Гришка Отрепьев - страница 19
А сейчас на Руси голод. Вот уж какой год неурожай. Народ ропщет, недовольство растёт не по дням, а по часам. Крестьянин бежит на все четыре стороны – лишь бы где-то пропитаться…
Мнишек смотрел и молчал. Из всей этой болтовни, что слышал он за столом, вынес одно: хитрый и умный этот мнимый царевич. Он был уверен: с ним можно сделать великое дело…
После того, как сознался Григорий Отрепьев, что он царевич Дмитрий, ждал он заточения. Думал, что его больного отведут в пыточную камеру, как делалось на Руси, и отведать ему калёного железа. Лежал крестился и говорил: «Боже, укрепи! Сохрани Христос! Дай силы в пыточной не сознаться, что я Гришка Отрепьев». Он пролежал трое суток, и его сочли больным. Вызвали к нему лекаря. А через неделю, когда он оклемался, его пригласили в трапезную попа. Он вышел из своего, как он считал, узилища, на своё удивление. Глянул на гонца, улыбнулся.

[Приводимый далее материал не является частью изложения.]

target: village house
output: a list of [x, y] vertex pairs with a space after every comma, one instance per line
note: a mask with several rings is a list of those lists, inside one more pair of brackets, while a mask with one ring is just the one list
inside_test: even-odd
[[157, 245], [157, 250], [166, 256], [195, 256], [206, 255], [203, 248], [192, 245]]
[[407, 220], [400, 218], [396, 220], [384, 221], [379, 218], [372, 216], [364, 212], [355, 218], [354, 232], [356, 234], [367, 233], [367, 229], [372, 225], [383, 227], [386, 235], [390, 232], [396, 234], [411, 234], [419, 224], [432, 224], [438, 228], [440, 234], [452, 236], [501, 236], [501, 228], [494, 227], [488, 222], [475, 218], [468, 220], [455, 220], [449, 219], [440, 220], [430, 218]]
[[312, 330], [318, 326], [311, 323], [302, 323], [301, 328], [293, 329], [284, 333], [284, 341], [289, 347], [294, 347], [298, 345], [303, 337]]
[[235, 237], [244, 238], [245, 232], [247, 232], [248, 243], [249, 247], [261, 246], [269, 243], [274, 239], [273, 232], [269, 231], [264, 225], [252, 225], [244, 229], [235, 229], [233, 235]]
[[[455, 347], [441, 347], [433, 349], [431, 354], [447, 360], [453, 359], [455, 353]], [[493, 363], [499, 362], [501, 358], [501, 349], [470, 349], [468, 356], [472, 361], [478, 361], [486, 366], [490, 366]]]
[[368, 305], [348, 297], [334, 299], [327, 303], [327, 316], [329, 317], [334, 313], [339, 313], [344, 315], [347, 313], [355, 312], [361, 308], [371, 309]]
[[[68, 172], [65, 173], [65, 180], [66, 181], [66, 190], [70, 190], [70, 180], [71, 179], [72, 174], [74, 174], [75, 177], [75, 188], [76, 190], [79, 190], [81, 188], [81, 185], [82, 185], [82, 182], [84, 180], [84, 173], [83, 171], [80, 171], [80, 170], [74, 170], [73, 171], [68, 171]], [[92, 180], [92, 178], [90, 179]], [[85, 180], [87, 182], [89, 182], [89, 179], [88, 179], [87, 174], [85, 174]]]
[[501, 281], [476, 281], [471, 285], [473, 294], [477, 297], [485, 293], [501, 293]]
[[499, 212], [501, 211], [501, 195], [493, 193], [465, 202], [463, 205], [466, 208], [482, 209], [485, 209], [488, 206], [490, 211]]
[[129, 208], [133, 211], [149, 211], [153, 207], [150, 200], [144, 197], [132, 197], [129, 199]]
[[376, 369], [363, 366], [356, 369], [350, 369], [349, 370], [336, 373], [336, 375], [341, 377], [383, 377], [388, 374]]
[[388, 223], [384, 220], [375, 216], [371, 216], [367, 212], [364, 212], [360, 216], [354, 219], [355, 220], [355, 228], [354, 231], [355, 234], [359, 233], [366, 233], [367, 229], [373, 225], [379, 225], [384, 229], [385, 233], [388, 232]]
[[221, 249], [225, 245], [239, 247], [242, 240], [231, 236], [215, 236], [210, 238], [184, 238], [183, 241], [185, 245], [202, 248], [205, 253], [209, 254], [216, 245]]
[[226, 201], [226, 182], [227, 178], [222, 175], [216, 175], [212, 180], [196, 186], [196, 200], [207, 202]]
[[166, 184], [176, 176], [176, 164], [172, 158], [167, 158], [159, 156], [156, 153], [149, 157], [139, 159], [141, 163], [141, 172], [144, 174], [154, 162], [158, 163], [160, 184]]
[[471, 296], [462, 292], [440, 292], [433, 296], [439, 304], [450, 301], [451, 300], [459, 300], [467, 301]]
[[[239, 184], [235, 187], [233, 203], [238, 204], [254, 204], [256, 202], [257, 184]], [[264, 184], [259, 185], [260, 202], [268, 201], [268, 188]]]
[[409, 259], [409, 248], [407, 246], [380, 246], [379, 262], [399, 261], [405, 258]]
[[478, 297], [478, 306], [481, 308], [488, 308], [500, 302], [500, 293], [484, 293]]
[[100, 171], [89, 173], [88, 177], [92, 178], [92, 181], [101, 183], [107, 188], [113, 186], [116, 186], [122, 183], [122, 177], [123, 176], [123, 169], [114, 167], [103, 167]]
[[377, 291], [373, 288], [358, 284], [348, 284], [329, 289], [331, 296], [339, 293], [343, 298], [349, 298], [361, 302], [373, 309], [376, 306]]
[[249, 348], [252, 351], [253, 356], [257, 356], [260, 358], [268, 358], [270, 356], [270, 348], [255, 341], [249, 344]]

Его повели в баню. Там он мылся долго, тёрся мыльной травой, лез в кадку с тёплой водой, блаженствовал. После вылезал и мылился душистым мылом. Помывшись, одевался в новую одежду, и такую радость почувствовал, что захватило дух. «Поверили, поверили моей сказке –
такое обращение!» Надевал кафтан. Одежда была ещё не надёванная. Говорил уже высоким тоном. «Облачение мне новое дали, шёлковое нижнее бельё…»
После бани его позвали в трапезную. Он вошёл в зал, как в сомнамбулическом состоянии: всё крутилось и неслось перед глазами. Он успел сесть, а то упал бы. Это было лишь мгновение.
Да, такого он не видал даже у бояр. На столе, блестя глазами кильки, в деревянной плошке стояла икра. Как красная смородина с куста, в чашке сияла красная икра, искрилась на солнце рубином. На противне лежали зажаренные маленький поросёнок и лебедь, в нём и вокруг него – печёные яблоки. Огромная рыбина сёмга лежала на поддоне, обложенная специями, приправами. В чашках – нарезанное тонкими ломтиками бледно-розовое сало, как облака в красной зорьке. Сердцами лежали выпотрошенные красные перцы, красными теннисными мячиками катались в чашке помидоры. Диковинка: белые мягкие сваренные картофелины, обложенные и обсыпанные пахучим укропом, свежим чесноком. А колбасы – на срезе с красным мясом и, словно вкраплёнными в него, салом и мозгом! Стояли вазы с холодно-синими кистями винограда, яблоками и грушами. Но что поразило его – изобилие жареных пиявок, напитавшихся ещё живыми кровью гусей. Но больше всего его привлёк графинчик со сверкающим в нём спиртным. Не стал ждать других – сам налил в небольшие, не известно из чего сделанные стаканы, налил полные, хряпнул. Словно ангелы тёплыми ножками пробежали по горлышку. По привычке хотел утереться кулаком, но сообразил, что у него на столе обилие закуски. Взял тонкий ломтик сала и сунул в рот – вкуснятина!
Возле стола стояла девушка – молодая, красивая, задастая, смотрела на него глазами – синее неба, веселила его пьяную душу, лившую восторг. Не удержался. Его крестьянско-дворянско-царственная священная клешня под слова: «Эх, какая она у тебя!» – припечаталась к её заду. Женщина от оскорбления ойкнула, впору хоть влепить в ответ, да нельзя. Предупреждали: царственная особа. Лишь взяла графин, налила в стакан чуточку. Дала этим понять: целыми стаканы не пьют. Вилку переложила по левую сторону, нож по правую. Будущий царь впервые видел за столом вилку. Взял, ткнул левой рукой в пиявку. Как-то неловко и неудобно. Но понял: этикет надо соблюдать. Сказал женщине: «Открой окно». Пошла, открыла створку. Створка была со стеклом. Свежий воздух елей и сосен пополз в трапезную.